Figure 5. Crystal structure of the ClpC NTD in complex with pArg.

a, Overall structure of the ClpC NTD domain bound to two pArg^AA molecules. The cartoon representation is coloured in light grey (residues 70–148) and dark grey (4–69) to highlight the two symmetrical halves of the NTD. b, c, Zoomed view of pArg-binding sites 1 (b) and 2 (c), with labelled interacting residues. The 2F_o – F_c omit electron densities of the pArg^AA ligands, calculated at 1.6 Å resolution, are contoured at 1σ. d, Overlap of MecA- and pArg-binding sites. Shown is the hexameric organization of the ClpC^1–485 (grey) complex with MecA^121–218 (blue) (PDB code 3PXG; ref. 29) superimposed with pArg^AA (orange). Bottom left, zoomed-in view shows two adjacent ClpC NTDs with pArg^AA and MecA interactors.

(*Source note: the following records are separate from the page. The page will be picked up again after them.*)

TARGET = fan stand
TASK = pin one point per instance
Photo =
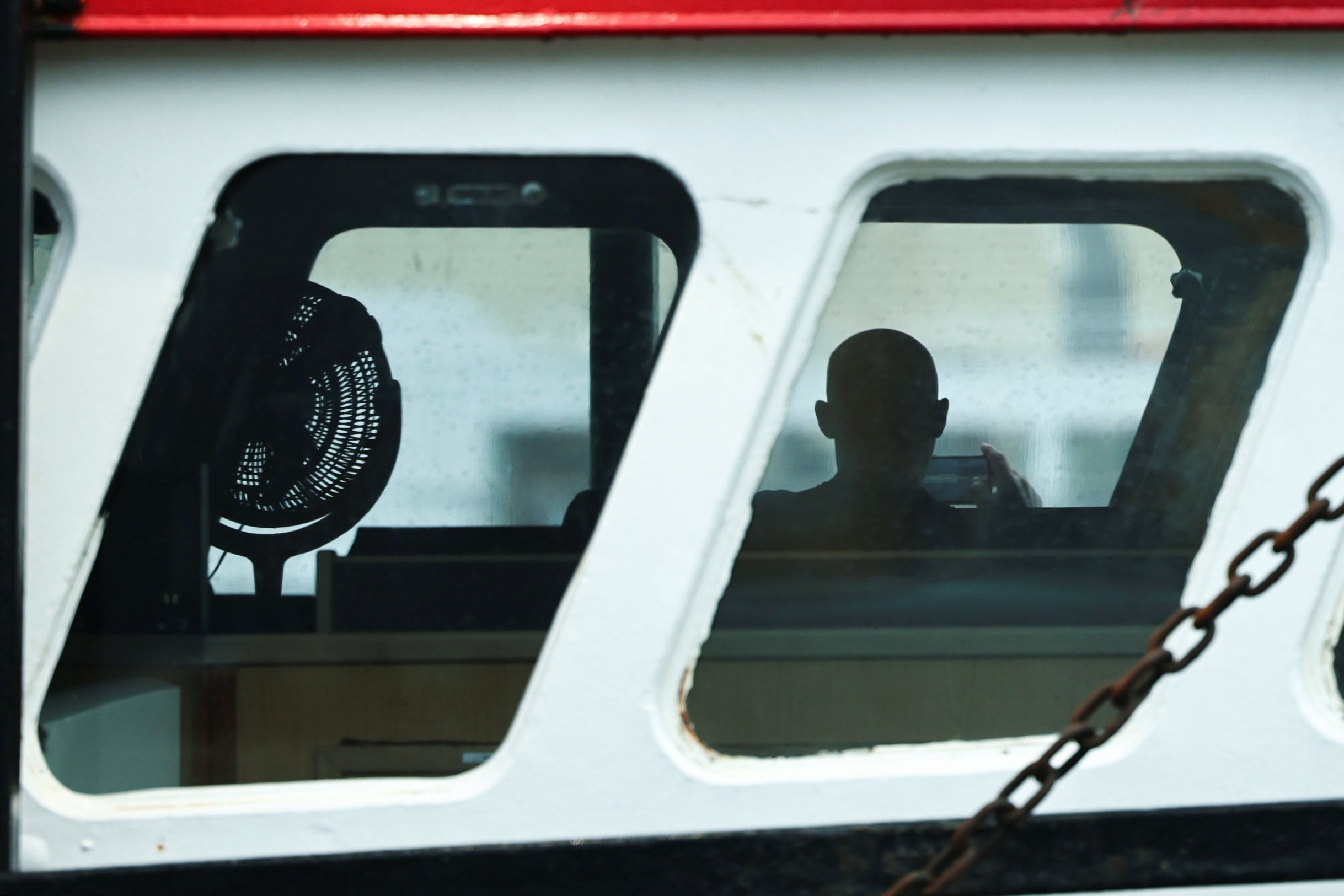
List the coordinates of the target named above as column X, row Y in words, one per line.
column 268, row 574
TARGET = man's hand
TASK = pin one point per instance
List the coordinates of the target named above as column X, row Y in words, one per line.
column 1007, row 488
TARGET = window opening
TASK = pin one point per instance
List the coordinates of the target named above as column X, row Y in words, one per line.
column 902, row 583
column 390, row 407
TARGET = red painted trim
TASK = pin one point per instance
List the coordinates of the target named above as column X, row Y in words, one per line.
column 327, row 18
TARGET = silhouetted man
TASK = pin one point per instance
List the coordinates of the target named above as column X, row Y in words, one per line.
column 883, row 414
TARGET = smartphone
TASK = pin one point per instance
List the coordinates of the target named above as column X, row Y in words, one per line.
column 951, row 479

Bottom right, zoomed-in view illustrates that the pArg phosphoryl group and Glu184 (Glu198 in second binding site) of MecA compete for the same ClpC binding pocket. e, Scheme representing the distinct substrate (S) preferences of the wild-type ClpCP and ClpCP^EA protease complexes. f, Degradation assays comparing the activity of wild-type ClpCP and ClpCP^EA towards MecA-delivered (left) and pArg-labelled (middle, right) casein. YwlE was used as a control for the pArg-dependent degradation. g, ATPase activity of ClpC and ClpC^EA in the presence of putative substrate proteins. Levels are normalized to the induced ATPase activity of the ClpC–casein^pArg complex. Error bars show the s.d. of three independent experiments.